The new PacBio RS sequencing system, which was launched on the market by Pacific Biosciences, a technology company in Menlo Park, California, USA, in April of this year, supplements the technologies in the BIMSB Scientific Genomics Platform led by Dr. Wei Chen. The novel sequencer reads the sequence of the DNA bases in real time, and visualizes the reaction of a single enzyme with a single DNA molecule by means of a laser. DNA amplification is no longer required prior to sequencing, and thus potential sources of error can be avoided. The new SMRT (single molecule real-time) technology can, on average, produce DNA reads of more than 1000 bases and can complete an experiment in one day instead of one week or longer.

"The outstanding characteristic of SMRT technology is not only that one can watch how DNA is being synthesized.
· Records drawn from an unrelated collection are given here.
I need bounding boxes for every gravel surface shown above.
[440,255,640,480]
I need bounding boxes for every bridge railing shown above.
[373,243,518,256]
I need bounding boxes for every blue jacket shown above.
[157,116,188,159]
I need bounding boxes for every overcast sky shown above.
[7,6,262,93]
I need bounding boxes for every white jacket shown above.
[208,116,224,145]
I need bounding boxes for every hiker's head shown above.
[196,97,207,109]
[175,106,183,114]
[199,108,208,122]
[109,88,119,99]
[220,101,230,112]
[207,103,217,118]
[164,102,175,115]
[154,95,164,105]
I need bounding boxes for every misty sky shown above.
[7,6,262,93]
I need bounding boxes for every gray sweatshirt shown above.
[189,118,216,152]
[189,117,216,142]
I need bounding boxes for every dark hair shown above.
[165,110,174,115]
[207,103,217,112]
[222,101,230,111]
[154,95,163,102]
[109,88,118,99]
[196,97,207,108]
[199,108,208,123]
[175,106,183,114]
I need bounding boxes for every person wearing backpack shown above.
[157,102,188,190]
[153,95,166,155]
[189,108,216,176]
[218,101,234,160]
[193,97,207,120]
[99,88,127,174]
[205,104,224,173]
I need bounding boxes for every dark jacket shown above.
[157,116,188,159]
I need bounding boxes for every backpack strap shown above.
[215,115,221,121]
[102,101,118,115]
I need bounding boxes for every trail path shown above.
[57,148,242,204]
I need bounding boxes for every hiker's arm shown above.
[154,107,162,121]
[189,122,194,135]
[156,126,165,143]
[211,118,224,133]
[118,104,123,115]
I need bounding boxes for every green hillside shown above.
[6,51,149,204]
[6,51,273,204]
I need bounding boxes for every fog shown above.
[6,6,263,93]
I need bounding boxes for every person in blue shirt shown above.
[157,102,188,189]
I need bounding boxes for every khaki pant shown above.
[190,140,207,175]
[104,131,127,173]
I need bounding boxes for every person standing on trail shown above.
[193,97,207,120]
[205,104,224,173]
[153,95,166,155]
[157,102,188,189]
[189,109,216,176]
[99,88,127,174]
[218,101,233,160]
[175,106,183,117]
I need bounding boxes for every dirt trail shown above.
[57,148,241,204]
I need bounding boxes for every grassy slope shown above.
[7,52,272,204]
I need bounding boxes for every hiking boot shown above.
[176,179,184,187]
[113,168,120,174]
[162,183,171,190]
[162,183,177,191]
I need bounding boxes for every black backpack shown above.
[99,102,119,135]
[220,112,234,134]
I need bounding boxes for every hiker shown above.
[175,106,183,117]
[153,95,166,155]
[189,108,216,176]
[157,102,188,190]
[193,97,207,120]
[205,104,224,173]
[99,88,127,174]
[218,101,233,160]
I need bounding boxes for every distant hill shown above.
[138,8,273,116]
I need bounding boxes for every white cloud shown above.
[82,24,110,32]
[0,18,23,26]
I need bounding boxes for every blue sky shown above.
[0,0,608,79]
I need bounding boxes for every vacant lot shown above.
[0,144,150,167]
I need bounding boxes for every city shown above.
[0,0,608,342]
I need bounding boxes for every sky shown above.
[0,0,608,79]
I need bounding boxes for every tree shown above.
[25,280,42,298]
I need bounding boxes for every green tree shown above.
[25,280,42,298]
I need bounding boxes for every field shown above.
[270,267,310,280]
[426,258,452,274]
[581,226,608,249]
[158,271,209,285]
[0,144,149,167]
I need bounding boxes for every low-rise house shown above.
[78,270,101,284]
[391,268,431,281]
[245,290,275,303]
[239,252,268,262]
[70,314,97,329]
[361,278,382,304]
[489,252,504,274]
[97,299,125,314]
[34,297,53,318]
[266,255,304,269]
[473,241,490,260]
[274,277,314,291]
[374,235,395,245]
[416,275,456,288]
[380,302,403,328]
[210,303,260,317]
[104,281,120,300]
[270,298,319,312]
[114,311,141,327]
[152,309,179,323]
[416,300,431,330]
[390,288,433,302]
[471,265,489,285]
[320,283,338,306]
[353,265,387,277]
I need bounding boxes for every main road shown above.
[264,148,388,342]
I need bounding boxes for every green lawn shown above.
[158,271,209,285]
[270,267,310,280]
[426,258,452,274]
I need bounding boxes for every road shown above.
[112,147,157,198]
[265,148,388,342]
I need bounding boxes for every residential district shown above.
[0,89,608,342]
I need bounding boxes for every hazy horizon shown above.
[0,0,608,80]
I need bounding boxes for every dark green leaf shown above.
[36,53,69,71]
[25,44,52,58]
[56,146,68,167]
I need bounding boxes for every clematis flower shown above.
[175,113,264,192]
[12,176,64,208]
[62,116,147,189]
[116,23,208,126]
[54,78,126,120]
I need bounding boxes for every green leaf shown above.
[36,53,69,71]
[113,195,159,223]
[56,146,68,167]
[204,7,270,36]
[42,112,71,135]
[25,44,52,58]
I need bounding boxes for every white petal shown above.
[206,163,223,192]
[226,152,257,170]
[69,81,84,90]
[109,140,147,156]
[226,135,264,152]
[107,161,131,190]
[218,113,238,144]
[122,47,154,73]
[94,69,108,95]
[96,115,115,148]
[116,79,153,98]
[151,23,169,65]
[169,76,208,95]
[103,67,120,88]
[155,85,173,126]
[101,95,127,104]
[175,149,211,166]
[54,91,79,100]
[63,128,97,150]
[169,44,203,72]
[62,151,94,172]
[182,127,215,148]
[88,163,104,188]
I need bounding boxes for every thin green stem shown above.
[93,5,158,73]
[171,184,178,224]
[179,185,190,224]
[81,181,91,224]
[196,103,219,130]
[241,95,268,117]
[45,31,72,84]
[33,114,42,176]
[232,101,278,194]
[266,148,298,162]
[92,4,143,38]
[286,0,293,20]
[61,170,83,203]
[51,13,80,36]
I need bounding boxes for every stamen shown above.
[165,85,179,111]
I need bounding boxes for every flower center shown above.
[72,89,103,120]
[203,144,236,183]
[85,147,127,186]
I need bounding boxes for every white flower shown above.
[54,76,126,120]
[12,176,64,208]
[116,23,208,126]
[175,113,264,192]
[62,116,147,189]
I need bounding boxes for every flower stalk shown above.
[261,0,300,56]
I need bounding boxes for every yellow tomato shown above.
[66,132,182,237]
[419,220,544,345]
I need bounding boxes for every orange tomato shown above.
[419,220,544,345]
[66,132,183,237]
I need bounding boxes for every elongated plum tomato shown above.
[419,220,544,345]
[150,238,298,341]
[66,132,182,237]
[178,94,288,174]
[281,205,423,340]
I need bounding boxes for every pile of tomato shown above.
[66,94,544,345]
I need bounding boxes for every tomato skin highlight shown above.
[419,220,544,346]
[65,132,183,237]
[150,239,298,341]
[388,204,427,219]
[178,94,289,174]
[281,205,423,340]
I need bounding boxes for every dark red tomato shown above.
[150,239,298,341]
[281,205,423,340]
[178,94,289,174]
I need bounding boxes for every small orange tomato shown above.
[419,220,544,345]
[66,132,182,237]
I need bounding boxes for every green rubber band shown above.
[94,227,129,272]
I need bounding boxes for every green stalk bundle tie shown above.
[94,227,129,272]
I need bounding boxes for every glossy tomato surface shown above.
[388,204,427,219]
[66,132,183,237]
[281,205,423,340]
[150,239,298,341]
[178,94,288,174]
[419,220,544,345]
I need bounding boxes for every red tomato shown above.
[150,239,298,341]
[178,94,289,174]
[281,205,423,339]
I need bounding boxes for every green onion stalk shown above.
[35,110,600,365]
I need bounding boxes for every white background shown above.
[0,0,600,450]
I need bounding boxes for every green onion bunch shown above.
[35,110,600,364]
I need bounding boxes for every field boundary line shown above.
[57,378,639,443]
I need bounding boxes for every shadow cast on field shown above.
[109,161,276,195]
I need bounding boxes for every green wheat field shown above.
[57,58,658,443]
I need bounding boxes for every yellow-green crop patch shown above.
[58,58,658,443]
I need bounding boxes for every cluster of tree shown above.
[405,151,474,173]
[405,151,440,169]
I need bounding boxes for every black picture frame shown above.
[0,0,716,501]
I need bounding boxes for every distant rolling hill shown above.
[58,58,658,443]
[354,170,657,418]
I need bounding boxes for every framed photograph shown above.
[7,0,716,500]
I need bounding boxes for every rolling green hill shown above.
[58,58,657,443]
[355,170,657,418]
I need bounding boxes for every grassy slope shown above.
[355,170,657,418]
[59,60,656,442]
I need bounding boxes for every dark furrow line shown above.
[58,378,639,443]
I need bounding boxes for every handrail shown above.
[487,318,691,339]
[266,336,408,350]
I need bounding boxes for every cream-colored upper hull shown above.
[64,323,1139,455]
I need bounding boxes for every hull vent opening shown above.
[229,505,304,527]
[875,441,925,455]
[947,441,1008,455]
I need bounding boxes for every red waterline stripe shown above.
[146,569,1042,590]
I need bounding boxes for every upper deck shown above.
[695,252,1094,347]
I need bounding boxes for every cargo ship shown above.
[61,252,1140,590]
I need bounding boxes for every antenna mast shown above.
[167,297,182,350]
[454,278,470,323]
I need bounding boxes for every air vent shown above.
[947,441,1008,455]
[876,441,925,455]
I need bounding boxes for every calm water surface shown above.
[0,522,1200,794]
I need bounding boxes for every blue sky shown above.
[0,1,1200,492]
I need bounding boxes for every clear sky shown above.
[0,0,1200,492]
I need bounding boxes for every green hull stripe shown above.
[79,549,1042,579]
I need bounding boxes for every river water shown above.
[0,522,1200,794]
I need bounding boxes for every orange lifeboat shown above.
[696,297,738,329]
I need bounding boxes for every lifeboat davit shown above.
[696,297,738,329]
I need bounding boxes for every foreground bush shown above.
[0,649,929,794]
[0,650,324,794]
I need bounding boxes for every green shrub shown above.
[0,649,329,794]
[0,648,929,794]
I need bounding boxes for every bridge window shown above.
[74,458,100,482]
The data we generate through this new technology enable us to quantitatively analyze gene regulation, RNA function, epigenetic gene regulation, DNA modification and genome structure," Professor Rajewsky said. "This technology allows us deeper insight into gene regulatory networks and opens new approaches to personalized medicine."

The BIMSB was launched by the MDC in 2008 on Campus Berlin-Buch and was supported by pilot funding from the Federal Ministry of Education and Research (BMBF) and the Senate of Berlin. It works closely with research institutions and networks in Berlin and beyond, in particular with Humboldt-Universität zu Berlin and Charité - Universitätsmedizin Berlin and also with New York University in the U.S. A new 5500 m² building for around 300 employees located on Humboldt University's 'Campus Nord' is planned to be completed in 2015. The Senate of Berlin has allocated 30 million euros for the building project. The annual operating costs of 20 million will be funded by the Federal Ministry of Education and Research (90 percent) and by the State of Berlin (10 percent).